Br Heart J. 1993 Feb;69(2):142-50. doi: 10.1136/hrt.69.2.142.
Since 1905 there have been many reports of cases in which the right ventricle was deficient in myocardium. Several terms have been used to describe this condition. Of these, "Uhl's anomaly" and "arrhythmogenic right ventricular dysplasia" are most often used. Our study investigates the relation between these entities.

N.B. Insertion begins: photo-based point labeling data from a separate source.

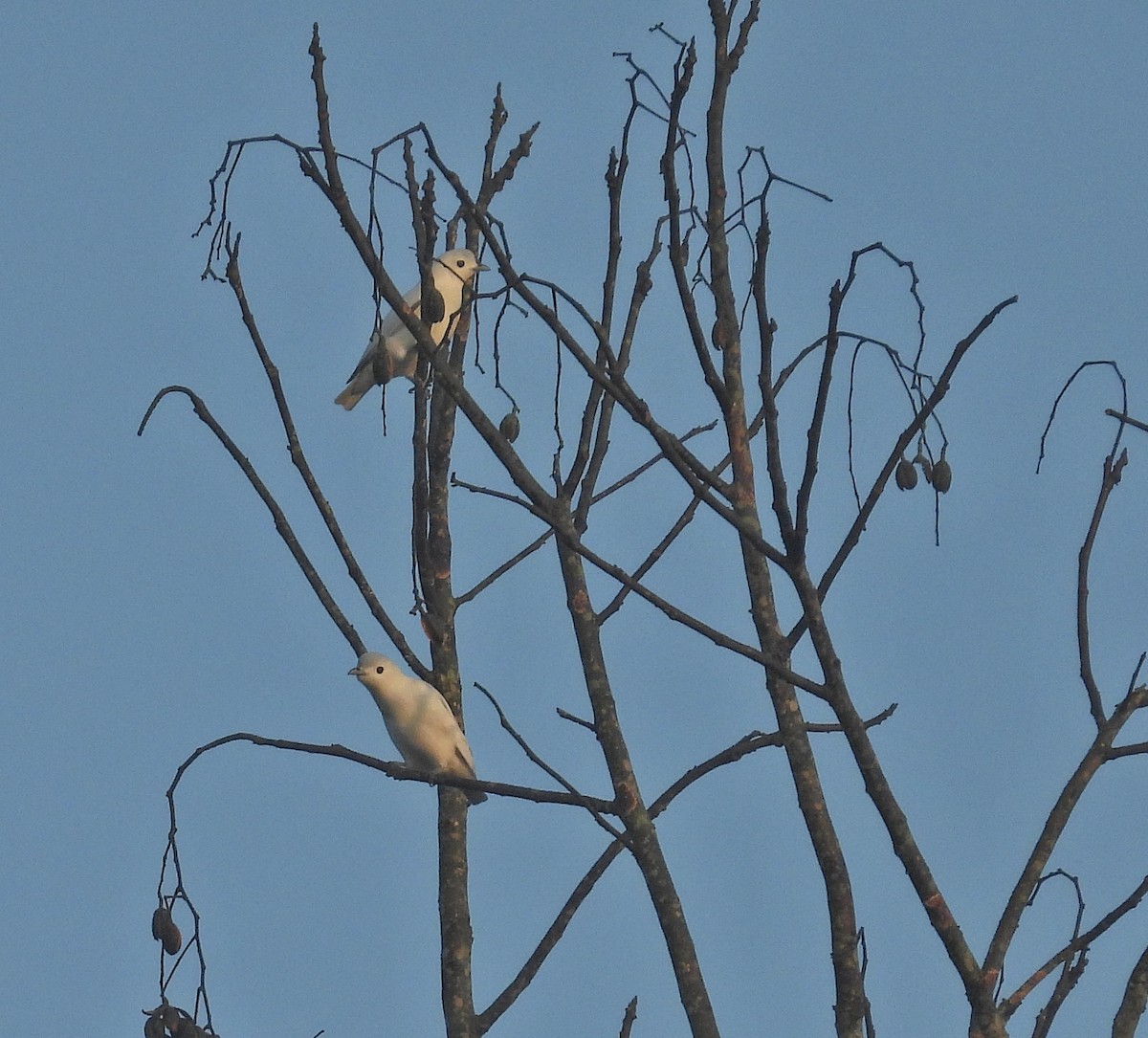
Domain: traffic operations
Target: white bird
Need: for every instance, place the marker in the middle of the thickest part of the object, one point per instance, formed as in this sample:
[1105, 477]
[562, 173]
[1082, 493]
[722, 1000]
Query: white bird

Five cases with a primary deficiency of the right ventricular musculature were examined. The findings were compared with those published reports to evaluate the similarities and differences between Uhl's anomaly and arrhythmogenic dysplasia.
The five cases showed two patterns of myocardial deficiency in the right ventricle. On the one hand, the parietal wall was paper thin with complete absence of musculature and apposition of the endocardial and epicardial layers. On the other hand, patchy, localised fibrofatty tissue replacement was found within the parietal musculature. Evidence from our cases, combined with analysis of other publications, showed different modes and timing of clinical presentation of the patients with these two anatomical conditions, congestive heart failure or arrhythmia.

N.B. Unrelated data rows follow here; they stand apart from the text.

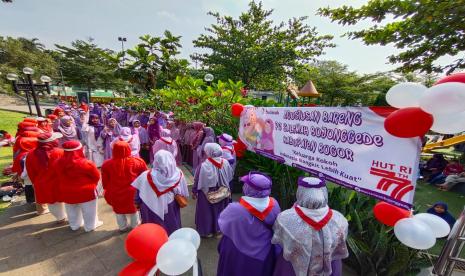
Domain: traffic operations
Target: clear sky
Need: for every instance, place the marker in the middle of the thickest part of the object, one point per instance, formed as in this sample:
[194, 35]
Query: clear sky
[62, 21]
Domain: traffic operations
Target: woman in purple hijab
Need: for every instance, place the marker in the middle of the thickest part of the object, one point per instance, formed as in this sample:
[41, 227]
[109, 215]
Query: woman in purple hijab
[94, 142]
[137, 129]
[156, 190]
[165, 143]
[312, 236]
[199, 153]
[132, 139]
[153, 130]
[213, 173]
[68, 129]
[245, 248]
[108, 134]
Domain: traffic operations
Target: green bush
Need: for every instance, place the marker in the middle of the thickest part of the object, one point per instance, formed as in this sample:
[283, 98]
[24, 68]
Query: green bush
[373, 247]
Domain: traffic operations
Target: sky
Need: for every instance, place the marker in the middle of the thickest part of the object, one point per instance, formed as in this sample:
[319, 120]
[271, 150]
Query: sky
[62, 21]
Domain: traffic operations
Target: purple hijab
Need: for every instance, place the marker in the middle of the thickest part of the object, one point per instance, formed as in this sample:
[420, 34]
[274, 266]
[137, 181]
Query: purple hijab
[154, 130]
[69, 132]
[98, 127]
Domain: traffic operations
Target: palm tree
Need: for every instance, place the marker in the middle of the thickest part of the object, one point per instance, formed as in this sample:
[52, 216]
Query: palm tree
[31, 44]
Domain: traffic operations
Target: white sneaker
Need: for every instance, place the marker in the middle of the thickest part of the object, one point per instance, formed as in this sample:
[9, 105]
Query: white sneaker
[97, 225]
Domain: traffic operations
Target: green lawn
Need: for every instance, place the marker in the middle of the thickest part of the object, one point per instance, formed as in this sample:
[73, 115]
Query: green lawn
[426, 195]
[8, 122]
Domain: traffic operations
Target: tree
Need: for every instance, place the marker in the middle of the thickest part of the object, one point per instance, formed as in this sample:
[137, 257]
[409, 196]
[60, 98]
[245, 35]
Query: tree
[17, 53]
[252, 49]
[152, 63]
[425, 30]
[85, 64]
[339, 86]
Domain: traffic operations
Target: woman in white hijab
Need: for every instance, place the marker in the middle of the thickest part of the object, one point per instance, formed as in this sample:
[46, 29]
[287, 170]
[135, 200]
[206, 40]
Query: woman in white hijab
[211, 188]
[126, 135]
[312, 236]
[166, 143]
[161, 192]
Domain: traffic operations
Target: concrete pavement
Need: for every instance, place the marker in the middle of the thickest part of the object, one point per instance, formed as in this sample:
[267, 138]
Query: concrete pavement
[35, 245]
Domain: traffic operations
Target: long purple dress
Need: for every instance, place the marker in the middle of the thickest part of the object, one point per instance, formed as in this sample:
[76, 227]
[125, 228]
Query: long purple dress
[108, 135]
[199, 154]
[246, 248]
[172, 220]
[157, 190]
[206, 213]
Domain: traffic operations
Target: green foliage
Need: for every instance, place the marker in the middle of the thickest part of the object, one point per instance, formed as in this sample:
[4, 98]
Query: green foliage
[17, 53]
[84, 64]
[339, 86]
[374, 249]
[151, 63]
[254, 50]
[425, 30]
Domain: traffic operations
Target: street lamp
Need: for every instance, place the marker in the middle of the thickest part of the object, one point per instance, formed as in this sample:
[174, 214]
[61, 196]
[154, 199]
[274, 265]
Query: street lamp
[122, 39]
[30, 87]
[208, 78]
[14, 81]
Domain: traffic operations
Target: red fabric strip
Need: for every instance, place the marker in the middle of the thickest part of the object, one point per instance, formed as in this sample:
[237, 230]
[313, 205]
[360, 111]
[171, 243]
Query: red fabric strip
[216, 164]
[155, 189]
[129, 141]
[228, 149]
[260, 215]
[167, 142]
[317, 225]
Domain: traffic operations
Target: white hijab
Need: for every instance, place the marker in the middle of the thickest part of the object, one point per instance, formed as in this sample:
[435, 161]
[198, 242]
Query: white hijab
[164, 174]
[210, 176]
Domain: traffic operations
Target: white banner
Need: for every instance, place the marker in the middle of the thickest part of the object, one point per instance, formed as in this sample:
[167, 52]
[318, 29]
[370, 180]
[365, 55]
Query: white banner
[348, 145]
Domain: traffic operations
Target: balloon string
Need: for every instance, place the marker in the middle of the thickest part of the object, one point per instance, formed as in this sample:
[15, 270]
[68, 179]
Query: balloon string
[195, 271]
[152, 271]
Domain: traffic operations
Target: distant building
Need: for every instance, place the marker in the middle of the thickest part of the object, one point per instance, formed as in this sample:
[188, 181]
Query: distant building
[264, 95]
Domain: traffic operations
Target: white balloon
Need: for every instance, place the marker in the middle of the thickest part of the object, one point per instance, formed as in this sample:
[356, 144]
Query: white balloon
[449, 123]
[439, 226]
[188, 234]
[176, 257]
[406, 94]
[444, 98]
[414, 233]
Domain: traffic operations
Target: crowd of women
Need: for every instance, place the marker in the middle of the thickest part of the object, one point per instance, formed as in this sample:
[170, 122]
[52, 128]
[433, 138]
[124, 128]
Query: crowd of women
[64, 158]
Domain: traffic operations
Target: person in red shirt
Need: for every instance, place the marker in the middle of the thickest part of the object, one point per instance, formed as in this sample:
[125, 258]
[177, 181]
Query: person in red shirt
[117, 175]
[25, 134]
[78, 179]
[44, 125]
[40, 172]
[453, 168]
[25, 145]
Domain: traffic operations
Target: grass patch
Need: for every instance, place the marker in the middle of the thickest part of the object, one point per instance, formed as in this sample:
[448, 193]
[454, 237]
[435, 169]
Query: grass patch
[8, 121]
[426, 195]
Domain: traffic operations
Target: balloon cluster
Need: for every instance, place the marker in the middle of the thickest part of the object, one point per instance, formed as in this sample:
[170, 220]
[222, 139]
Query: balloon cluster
[419, 231]
[440, 108]
[148, 244]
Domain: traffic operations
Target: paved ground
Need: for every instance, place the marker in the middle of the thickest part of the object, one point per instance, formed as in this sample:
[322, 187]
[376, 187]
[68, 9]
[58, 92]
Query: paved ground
[35, 245]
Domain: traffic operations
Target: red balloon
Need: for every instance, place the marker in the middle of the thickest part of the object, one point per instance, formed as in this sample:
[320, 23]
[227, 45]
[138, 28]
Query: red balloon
[236, 109]
[239, 148]
[389, 214]
[383, 111]
[144, 241]
[136, 268]
[408, 122]
[457, 77]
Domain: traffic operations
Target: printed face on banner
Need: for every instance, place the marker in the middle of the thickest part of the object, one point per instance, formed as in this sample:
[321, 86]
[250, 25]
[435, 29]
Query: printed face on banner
[348, 145]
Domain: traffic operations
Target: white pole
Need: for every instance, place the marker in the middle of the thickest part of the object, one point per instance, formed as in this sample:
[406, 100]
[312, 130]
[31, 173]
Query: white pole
[152, 271]
[195, 271]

The conditions variously described as Uhl's anomaly and arrhythmogenic dysplasia are separate and distinct morphological entities.

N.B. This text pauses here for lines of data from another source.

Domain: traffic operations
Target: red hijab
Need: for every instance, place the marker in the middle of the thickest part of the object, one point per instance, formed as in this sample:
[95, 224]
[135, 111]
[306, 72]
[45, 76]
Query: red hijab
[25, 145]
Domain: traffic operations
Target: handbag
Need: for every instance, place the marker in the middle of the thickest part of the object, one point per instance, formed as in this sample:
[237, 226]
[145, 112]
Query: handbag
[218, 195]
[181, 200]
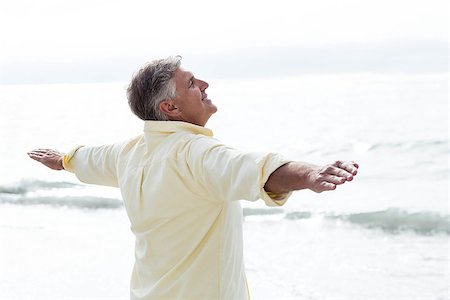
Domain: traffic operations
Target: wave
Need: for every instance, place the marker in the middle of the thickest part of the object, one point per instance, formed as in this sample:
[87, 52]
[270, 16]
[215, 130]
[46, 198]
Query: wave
[411, 145]
[83, 202]
[396, 220]
[38, 192]
[391, 220]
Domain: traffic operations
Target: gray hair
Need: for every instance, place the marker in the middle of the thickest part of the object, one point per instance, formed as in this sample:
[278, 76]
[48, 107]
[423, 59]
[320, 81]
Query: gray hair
[152, 84]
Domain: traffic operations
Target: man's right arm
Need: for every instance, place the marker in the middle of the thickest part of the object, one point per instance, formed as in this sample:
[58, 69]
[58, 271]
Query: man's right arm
[295, 176]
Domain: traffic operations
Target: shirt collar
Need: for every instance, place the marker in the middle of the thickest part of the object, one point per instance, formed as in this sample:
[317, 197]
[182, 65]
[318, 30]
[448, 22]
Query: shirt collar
[175, 126]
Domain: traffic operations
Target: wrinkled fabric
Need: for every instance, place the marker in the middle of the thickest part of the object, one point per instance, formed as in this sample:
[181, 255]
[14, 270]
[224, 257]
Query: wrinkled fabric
[180, 188]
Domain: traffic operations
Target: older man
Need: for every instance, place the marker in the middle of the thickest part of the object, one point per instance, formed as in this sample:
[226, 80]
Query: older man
[181, 187]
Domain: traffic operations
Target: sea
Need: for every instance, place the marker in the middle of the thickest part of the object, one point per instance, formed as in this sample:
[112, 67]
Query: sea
[383, 236]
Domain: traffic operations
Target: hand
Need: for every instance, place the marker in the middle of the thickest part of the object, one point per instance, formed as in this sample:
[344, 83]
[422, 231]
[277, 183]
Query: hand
[48, 157]
[328, 177]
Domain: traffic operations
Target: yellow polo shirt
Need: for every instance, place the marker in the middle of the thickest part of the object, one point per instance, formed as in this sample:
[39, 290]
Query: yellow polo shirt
[180, 188]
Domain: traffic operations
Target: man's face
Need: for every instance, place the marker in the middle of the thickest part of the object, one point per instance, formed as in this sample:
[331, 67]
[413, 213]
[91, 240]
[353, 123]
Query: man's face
[191, 100]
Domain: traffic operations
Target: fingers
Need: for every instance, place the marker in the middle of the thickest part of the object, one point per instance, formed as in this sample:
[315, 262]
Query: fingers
[330, 176]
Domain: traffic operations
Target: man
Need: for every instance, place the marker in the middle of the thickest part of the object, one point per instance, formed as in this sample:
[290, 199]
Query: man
[181, 187]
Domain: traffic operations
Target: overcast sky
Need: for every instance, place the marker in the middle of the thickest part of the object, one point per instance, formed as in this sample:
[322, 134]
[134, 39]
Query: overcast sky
[88, 40]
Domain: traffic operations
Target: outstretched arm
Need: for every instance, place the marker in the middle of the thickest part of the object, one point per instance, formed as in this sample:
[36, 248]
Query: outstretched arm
[93, 165]
[297, 176]
[48, 157]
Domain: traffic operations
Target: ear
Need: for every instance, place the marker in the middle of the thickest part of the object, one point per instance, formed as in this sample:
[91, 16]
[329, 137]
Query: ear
[169, 109]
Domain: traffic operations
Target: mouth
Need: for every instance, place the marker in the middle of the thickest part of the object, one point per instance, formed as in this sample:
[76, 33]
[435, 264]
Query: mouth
[205, 97]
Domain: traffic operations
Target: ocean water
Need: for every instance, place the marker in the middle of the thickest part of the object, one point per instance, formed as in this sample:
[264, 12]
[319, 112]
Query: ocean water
[383, 236]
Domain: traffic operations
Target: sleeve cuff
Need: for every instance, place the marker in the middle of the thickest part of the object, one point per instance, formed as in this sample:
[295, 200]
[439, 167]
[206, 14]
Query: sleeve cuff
[67, 165]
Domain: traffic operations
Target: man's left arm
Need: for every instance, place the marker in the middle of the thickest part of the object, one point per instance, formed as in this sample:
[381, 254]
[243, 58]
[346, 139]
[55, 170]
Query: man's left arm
[93, 165]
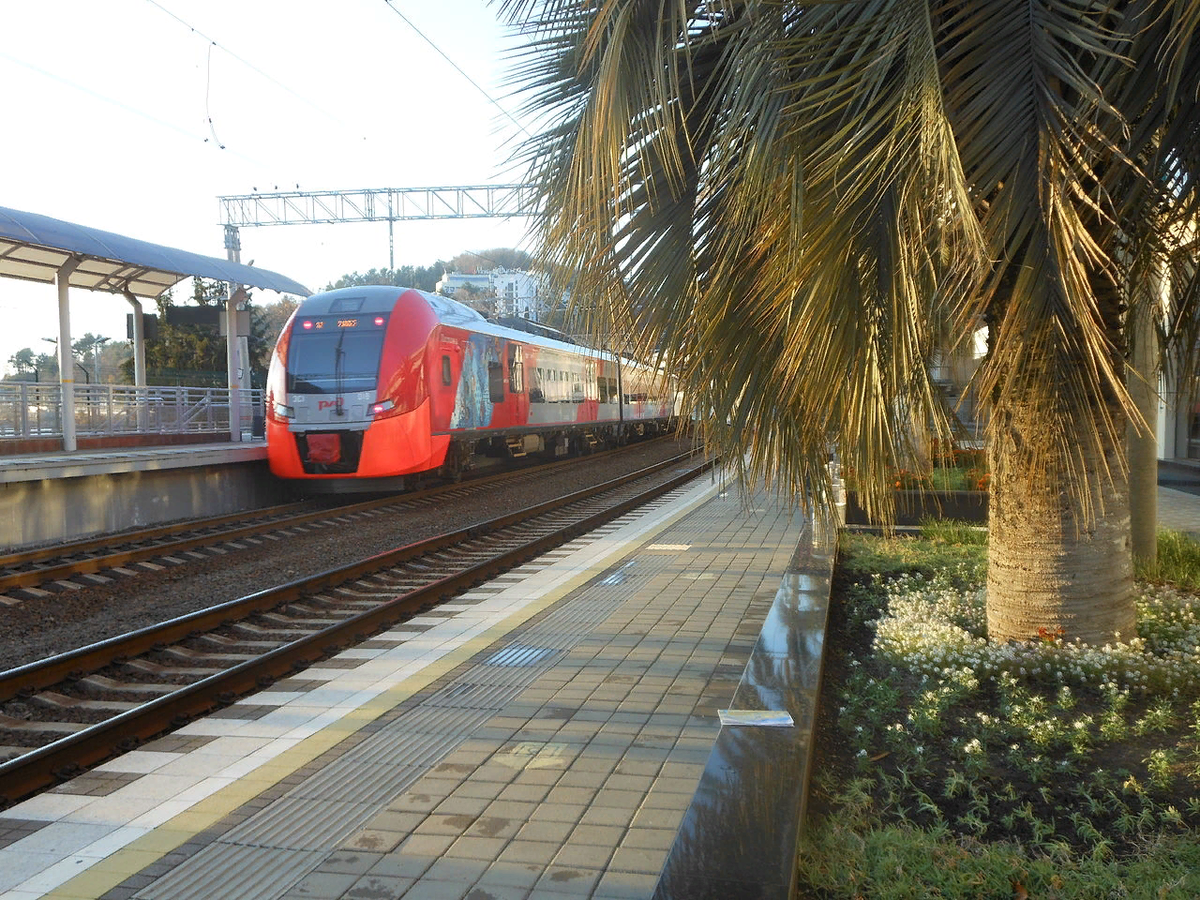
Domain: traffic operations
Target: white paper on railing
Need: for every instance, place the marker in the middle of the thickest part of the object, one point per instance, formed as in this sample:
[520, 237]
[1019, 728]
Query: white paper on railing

自1905年以来,已有许多关于右心室心肌发育不全病例的报道。人们使用了多个术语来描述这种情况。其中,“乌尔氏异常”和“致心律失常性右心室发育不良”最为常用。我们的研究调查了这些实体之间的关系。
对5例原发性右心室肌肉组织发育不全的病例进行了检查。将检查结果与已发表的报告进行比较,以评估乌尔氏异常和致心律失常性发育不良之间的异同。
这5例病例显示出右心室心肌发育不全的两种模式。一方面,室壁薄如纸张,完全没有肌肉组织,心内膜和心外膜层紧贴在一起。另一方面,在室壁肌肉组织内发现了散在的、局部的纤维脂肪组织替代。我们病例的证据,结合对其他出版物的分析,显示这两种解剖状况的患者出现充血性心力衰竭或心律失常的临床表现方式和时间不同。
被不同描述为乌尔氏异常和致心律失常性发育不良的情况是不同的形态学实体。